Feng-Huei Lin

Director, Institute of Biomed Eng & Nanomed., National Health Research Institutes, Taiwan
Distinguish Professor, Institute of Biomed Eng., National Taiwan University, Taipei, Taiwan

Human tissue depends on blood circulation to transport oxygen, nutrition, carbon dioxide, waste and so forth. If there are problems in transportation of these substances, one’s organ and tissue will be necrotic. When this happened in brain, it may lead to stroke or transient ischemia; in heart, it will probably bring myocardial infarction and stenocardia; in bone, it will cause osteonecrosis. Avascular necrosis of the femoral head is also known as aseptic necrosis of the femoral head or osteonecrosis of the femoral head. According to the literature, 300,000 to 600,000 people have avascular necrosis of the femoral head in the United States. It is a disease of weak osseous blood flow of femoral head. This disease commonly occurs in the people who are thirty to fifty years old. The ultimate purpose of every clinical treatment is to save patient’s femoral head but it’s not an easy work. Making a decision about therapy is related to the patient’s other illness, previous life, living environment and so on.

Poly(propylene fumarate) (PPF) is an unsaturated linear polyester that can be cross-linked through the double bonds along its backbone to form a solid polymer. Cross-linking can be carried out through the addition of N-vinyl pyrrolidinone (NVP, a cross-linker), benzoyl peroxide (BP, an initiator) and N,N-dimethyl-p-toluidine (DMT, an accelerator). An orthopedic composite formulation can be formed through the addition of tetracalcium phosphate (TTCP) / dicalcium phosphate (DCPA) as an osteoconductive agent and ginsenoside (Rg1) as an angiogenic agent. Moreover, TTCP/DCPA can improve the mechanical strength of PPF. This composite forms an injectable paste that can be used to fill skeletal defect, acting both as a biodegradable scaffold with angiogenic agent for cell growth and as a mechanical support at the defect site.

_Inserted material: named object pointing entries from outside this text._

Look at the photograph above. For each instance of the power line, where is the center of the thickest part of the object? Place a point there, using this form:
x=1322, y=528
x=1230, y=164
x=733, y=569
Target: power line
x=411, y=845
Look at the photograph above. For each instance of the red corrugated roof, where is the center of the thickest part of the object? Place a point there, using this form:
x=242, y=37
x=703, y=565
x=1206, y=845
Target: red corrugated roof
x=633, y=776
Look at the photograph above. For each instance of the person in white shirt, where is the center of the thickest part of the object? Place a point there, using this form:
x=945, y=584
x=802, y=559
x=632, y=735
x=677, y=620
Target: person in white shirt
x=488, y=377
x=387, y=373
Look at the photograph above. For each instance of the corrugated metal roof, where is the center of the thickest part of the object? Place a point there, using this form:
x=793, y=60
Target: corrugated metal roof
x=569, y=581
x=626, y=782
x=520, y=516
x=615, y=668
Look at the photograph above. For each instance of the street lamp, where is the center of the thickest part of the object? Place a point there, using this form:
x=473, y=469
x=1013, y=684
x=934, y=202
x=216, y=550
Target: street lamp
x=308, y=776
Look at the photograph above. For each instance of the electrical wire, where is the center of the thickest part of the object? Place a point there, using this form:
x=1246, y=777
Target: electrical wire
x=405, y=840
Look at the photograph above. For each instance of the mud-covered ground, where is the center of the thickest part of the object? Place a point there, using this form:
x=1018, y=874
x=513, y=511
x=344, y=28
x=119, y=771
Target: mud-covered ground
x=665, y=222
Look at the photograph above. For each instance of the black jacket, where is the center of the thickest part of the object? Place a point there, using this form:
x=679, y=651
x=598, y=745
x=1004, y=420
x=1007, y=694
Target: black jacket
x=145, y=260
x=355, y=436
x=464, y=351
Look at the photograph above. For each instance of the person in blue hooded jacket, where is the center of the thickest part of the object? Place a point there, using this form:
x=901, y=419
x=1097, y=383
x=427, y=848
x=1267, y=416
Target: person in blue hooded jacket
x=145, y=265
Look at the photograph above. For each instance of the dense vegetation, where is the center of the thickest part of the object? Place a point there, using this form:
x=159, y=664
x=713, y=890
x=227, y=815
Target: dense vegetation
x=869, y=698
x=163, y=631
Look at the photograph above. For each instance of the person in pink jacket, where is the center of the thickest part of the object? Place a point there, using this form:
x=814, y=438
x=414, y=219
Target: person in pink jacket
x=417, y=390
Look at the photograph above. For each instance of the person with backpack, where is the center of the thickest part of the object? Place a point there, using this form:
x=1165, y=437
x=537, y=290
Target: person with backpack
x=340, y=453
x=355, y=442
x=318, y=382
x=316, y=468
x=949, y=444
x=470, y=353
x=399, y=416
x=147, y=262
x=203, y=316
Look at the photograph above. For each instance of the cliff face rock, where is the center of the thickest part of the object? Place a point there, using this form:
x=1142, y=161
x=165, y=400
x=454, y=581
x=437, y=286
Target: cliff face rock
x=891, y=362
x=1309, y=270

The purpose of study is to fabricate an injectable bone cement with biodegradable and angiogenic functions. We anticipate this bone cement can benefit to supporting mechanical strength immediately after injection. As time goes by, it will be degraded within the body gradually followed by releasing angiogenic agent which can stimulate vascularization of surrounding tissue. With the nutritional supply of new microvessel, bone tissue will regenerate onto this cement. Finally, the cement will be replaced by newly formed bone.